Discourse Checking

1 Introduction

The NLTK discourse module makes it possible to test consistency and redundancy of simple discourses, using theorem-proving and model-building from nltk.inference.

The DiscourseTester constructor takes a list of sentences as a parameter.

>>> from nltk.inference.discourse import *
>>> dt = DiscourseTester(['a boxer walks', 'every boxer chases a girl'])

The DiscourseTester parses each sentence into a list of logical forms. Once we have created DiscourseTester object, we can inspect various properties of the discourse.
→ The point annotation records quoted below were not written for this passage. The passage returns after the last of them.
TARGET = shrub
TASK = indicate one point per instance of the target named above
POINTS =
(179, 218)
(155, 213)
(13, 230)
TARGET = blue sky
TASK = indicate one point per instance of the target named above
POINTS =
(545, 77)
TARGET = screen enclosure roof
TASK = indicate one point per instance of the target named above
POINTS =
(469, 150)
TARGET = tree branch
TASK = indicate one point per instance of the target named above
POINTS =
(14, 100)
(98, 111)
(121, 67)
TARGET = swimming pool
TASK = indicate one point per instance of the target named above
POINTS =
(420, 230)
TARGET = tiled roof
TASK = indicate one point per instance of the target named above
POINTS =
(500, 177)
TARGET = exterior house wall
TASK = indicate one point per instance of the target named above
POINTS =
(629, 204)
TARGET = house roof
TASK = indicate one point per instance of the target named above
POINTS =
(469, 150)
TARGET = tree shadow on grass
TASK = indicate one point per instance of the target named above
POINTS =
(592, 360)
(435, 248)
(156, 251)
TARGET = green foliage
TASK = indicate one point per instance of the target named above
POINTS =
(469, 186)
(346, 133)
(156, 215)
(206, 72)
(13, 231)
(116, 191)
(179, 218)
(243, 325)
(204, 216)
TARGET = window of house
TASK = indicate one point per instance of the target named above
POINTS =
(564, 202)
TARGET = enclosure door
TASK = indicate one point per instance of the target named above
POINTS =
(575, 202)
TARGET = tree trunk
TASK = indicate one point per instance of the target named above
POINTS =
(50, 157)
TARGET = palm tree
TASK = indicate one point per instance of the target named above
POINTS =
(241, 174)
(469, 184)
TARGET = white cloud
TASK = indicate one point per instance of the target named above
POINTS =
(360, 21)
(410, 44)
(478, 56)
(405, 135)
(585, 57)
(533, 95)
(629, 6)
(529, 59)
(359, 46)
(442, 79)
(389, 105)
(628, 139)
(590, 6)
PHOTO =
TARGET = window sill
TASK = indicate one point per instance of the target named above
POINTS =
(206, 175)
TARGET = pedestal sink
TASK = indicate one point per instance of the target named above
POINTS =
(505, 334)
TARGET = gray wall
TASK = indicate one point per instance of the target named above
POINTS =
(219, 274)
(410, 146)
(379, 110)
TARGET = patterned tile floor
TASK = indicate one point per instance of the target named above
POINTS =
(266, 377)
First off, we might want to double-check what sentences are currently stored as the discourse.

>>> dt.sentences()
s0: a boxer walks
s1: every boxer chases a girl

As you will see, each sentence receives an identifier s_i. We might also want to check what grammar the DiscourseTester is using (by default, grammars/sem4.fcfg):

>>> dt.grammar() 
% start S
# Grammar Rules
S[sem = <app(?subj,?vp)>] -> NP[num=?n,sem=?subj] VP[num=?n,sem=?vp]
NP[num=?n,sem=<app(?det,?nom)> ] -> Det[num=?n,sem=?det]  Nom[num=?n,sem=?nom]
NP[loc=?l,num=?n,sem=?np] -> PropN[loc=?l,num=?n,sem=?np]
...

A different grammar can be invoked by using the optional gramfile parameter when a DiscourseTester object is created.

2 Readings and Threads

Depending on the grammar used, we may find some sentences have more than one logical form. To check this, use the readings() method. Given a sentence identifier of the form s_i, each reading of that sentence is given an identifier s_i-r_j.

>>> dt.readings()

s0 readings:
------------------------------
s0-r0: exists x.(boxerdog(x) & walk(x))
s0-r1: exists x.(boxer(x) & walk(x))

s1 readings:
------------------------------
s1-r0: all x.(boxerdog(x) -> exists z1.(girl(z1) & chase(x,z1)))
s1-r1: all x.(boxer(x) -> exists z2.(girl(z2) & chase(x,z2)))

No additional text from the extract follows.